3 Chapter 3

I was woken up from my slumber from the sound of some sort of drum. I tried moving left and right but couldn't move much.

Then I realized that after so long I can feel that I had a body. This was a very happy day for me. After so long, I had a body.

However, that sound which seemed like a drum kept on beating. After a while, I realized that maybe I was in a womb and that sound was either my heartbeat or my mother's, however, I'm pretty sure it was my mother's because of how powerful it sounded.

I wait and wait for my day to finally come, to release me from this inferno womb. No pain can be felt, and no freedom can be felt only in the womb that surrounds me. Oh, but I was so wrong when no pain could be felt.

I waited in that accursed darkness, losing, and regaining my consciousness repeatedly until the day had finally come.

The day had finally come where I would be born, and it was a terrible yet joyous day.

Oh, how I felt the pain. The pain was horrendous when I was pushed out. I wasn't ready for this kind of pain. That damn ROB never told me anything about this.

I came out wailing and crying for two different reasons. The first is because of the stupid pain. The second is because I was finally free.

That loneliness that I felt in the void brought me endless grief, but the music brought me a sense of comfort that kept me out of insanity.

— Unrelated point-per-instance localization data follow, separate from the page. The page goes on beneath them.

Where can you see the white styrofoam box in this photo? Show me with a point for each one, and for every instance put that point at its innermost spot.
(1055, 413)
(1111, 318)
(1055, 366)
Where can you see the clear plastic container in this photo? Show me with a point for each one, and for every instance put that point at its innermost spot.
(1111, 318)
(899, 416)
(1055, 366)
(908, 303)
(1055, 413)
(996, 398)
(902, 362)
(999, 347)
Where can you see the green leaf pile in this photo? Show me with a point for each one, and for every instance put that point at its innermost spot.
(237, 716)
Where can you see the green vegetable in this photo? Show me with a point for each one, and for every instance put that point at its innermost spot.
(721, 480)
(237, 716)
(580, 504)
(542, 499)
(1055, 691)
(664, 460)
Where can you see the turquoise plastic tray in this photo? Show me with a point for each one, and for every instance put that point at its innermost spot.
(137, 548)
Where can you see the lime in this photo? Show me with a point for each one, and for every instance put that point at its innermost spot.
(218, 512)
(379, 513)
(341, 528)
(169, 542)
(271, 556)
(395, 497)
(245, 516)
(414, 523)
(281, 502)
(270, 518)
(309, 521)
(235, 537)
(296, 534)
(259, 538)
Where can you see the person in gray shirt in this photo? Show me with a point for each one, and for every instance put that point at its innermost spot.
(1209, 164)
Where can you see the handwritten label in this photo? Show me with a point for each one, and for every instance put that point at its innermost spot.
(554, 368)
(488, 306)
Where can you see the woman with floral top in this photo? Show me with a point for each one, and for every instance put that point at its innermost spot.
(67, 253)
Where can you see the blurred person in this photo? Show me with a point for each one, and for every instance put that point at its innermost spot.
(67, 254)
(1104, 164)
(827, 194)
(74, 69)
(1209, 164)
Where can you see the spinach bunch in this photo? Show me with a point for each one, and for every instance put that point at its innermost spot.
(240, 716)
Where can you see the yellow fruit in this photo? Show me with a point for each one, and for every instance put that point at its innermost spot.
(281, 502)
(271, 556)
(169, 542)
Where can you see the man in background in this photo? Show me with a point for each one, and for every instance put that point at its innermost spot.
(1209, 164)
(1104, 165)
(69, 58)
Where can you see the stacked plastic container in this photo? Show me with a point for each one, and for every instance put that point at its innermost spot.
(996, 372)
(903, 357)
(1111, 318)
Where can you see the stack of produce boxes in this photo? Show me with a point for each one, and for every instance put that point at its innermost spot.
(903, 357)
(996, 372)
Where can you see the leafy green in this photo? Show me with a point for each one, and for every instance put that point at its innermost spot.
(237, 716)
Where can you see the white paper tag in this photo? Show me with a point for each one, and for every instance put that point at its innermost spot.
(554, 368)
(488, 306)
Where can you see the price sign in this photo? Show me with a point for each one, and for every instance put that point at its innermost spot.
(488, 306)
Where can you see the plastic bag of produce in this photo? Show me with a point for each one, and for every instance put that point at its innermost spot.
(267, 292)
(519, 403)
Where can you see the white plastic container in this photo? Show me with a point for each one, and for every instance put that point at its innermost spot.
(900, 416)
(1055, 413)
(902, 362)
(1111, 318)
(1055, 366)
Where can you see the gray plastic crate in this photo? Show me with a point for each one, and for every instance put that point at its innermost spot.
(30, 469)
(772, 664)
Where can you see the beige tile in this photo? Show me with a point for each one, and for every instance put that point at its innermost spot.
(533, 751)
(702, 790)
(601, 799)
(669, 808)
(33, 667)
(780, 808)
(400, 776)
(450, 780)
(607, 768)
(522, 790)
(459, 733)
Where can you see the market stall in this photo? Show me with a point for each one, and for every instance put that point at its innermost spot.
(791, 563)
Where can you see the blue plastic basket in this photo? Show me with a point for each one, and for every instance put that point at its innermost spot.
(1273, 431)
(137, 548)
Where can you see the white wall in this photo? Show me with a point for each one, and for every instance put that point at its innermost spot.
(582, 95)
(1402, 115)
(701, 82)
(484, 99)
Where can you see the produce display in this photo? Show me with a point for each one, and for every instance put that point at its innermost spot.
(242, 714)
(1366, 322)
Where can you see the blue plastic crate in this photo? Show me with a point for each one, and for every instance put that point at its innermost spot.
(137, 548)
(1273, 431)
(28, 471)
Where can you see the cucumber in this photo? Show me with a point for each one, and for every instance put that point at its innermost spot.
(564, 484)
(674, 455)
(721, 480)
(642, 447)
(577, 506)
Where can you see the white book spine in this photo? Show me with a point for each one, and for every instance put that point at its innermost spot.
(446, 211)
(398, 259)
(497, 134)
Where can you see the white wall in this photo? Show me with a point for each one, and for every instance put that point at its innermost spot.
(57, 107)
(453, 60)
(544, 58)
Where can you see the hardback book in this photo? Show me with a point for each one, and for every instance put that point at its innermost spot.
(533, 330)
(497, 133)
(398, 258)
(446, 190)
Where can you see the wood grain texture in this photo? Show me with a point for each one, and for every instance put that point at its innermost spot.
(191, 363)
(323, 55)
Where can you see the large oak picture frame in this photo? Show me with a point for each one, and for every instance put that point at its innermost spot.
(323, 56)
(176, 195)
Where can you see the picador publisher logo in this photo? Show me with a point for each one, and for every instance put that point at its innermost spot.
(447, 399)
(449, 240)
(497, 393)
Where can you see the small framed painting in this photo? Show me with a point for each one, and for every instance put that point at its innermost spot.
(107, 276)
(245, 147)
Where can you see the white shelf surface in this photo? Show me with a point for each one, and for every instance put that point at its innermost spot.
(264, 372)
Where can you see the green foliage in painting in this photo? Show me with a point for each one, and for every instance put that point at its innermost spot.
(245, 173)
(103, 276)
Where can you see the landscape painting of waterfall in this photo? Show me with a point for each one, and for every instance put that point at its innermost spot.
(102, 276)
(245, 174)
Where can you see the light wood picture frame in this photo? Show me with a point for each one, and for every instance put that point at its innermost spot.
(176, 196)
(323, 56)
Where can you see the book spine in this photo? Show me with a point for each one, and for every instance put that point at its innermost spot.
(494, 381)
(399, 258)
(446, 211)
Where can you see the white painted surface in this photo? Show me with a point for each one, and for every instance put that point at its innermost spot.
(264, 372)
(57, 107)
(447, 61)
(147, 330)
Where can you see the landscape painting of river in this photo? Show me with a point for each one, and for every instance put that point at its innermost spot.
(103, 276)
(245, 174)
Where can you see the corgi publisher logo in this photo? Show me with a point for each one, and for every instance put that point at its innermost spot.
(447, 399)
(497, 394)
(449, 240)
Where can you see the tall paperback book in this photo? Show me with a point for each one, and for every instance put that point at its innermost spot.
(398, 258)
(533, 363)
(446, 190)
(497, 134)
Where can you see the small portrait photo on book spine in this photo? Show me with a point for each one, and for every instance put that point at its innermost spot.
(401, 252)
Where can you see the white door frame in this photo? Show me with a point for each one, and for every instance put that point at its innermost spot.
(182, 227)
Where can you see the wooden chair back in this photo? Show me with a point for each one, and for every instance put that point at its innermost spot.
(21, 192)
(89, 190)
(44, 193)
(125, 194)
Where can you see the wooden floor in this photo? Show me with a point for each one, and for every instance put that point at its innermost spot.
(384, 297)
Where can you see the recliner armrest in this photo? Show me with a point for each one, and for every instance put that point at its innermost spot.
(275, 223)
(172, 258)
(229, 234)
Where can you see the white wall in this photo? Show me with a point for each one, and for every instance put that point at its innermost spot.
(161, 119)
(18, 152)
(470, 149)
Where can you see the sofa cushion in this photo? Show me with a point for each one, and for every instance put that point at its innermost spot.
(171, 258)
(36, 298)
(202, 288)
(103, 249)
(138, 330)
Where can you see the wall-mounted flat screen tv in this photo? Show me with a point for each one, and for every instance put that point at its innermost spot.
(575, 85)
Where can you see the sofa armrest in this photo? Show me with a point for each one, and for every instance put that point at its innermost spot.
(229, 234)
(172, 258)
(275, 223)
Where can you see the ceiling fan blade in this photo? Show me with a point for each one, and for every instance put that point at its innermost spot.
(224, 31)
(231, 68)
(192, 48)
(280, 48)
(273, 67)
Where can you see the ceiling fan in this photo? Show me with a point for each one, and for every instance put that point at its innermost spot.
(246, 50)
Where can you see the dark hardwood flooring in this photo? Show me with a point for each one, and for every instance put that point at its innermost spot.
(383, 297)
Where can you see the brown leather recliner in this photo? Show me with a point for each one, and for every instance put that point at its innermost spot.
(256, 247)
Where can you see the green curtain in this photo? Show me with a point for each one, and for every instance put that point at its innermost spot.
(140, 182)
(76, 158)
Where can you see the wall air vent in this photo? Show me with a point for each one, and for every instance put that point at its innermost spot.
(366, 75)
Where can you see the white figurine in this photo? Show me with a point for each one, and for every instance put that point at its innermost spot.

I was finally free and going to have a happy family where I wouldn't feel lonely.

Everything was blurry, but I could see the silhouette of my mother. She brought me into her embrace and before I fell asleep, I heard her voice.

However, I realized something when I heard her voice, I don't know how to speak Japanese. A shame that I forgot to ask ROB for language comprehension in Japanese. However, I still thought that her voice was very beautiful. That was when I fell asleep.

When I awake, I could finally see as my eyes were no longer blurry. And I got to say that my room looks super expensive. When I meant everything, I meant everything.

The bottom of my bum felt nice and soft because these diapers felt amazing. My sheets also felt all silky. And don't even get me started on the bars of my crib. They look like gold, GOLD I tell you.

I was giggling like a little maniac. It was all I wanted. I was happy beyond words. I WAS RICH!!!!

As if on cue, a woman walks in, picks me up, and starts to talk to me in gibberish (Japanese).

I hated how I couldn't understand a single thing from her. However, that wasn't the important thing. The important thing was that she looked gorgeous.

She had beautiful pitch-black hair and pitch-black eyes that shined like black diamonds. She had the curves in the right places, beautiful long legs, an ample bum and bosom, beautiful ample thighs, and most importantly a beautiful face that looked like a goddess. She also looked Japanese.

I was memorized by her. This was truly the first time where I could call someone beautiful, unlike my past life.

As she picked me up and swayed me in her arms, she sat down, took out her bosom, and started breastfeeding me.

That was then I realized that this was my mother. A wave of guilt washed over me when I realized this.

I had looked at her lustfully (even though my hormones aren't working) without realizing she was my mother. I also had mixed feelings over my mother breastfeeding me.

While she was breastfeeding me, the door opens and a man walks in and I got to say, this was the most handsome man I had ever seen even though I am straight.

The man had hair white as snow and piercing blue eyes. His face was incredibly handsome that it almost seemed a sin and muscles just in the right places.

He came over and kissed my mother and oh boy I wish I could erase what I saw. He towered over me, and I could see the bulge in his pants, and oh boy that thing looked big.

I was screaming internally, 'MY EYES, MY EYES, THEY BUUUURRRRNNNN!!!!' while squirming in my mothers embrace. I also realized that this man was probably my father since he didn't look Japanese at all, he looked German.

After that little session, my parents had, my father, looked down on me with a kind smile and started speaking to me in a language that wasn't Japanese. I was sure that it was German.

He picked me up and started rubbing his face against mine and oh boy was I mad. His face had a small stub of beard on his face, and it was annoying. I started slapping the heck out of him.

He looked at me with teary eyes as he brought me back to my mother. I was thinking, 'Ha that is what you get' although I did feel a little bit guilty for doing that to him.

As I watched his face which still had tears in his eyes, I felt the guilt increase in me. I reluctantly open my arms in a hug gesture toward him.

After seeing that, he smiled like a fool and started doing the same thing. Scratch that, my guilt disappeared instantly, and I started slapping the heck out of him again.

However, now that I got a good look at my parents, they looked kind of familiar, I wonder why.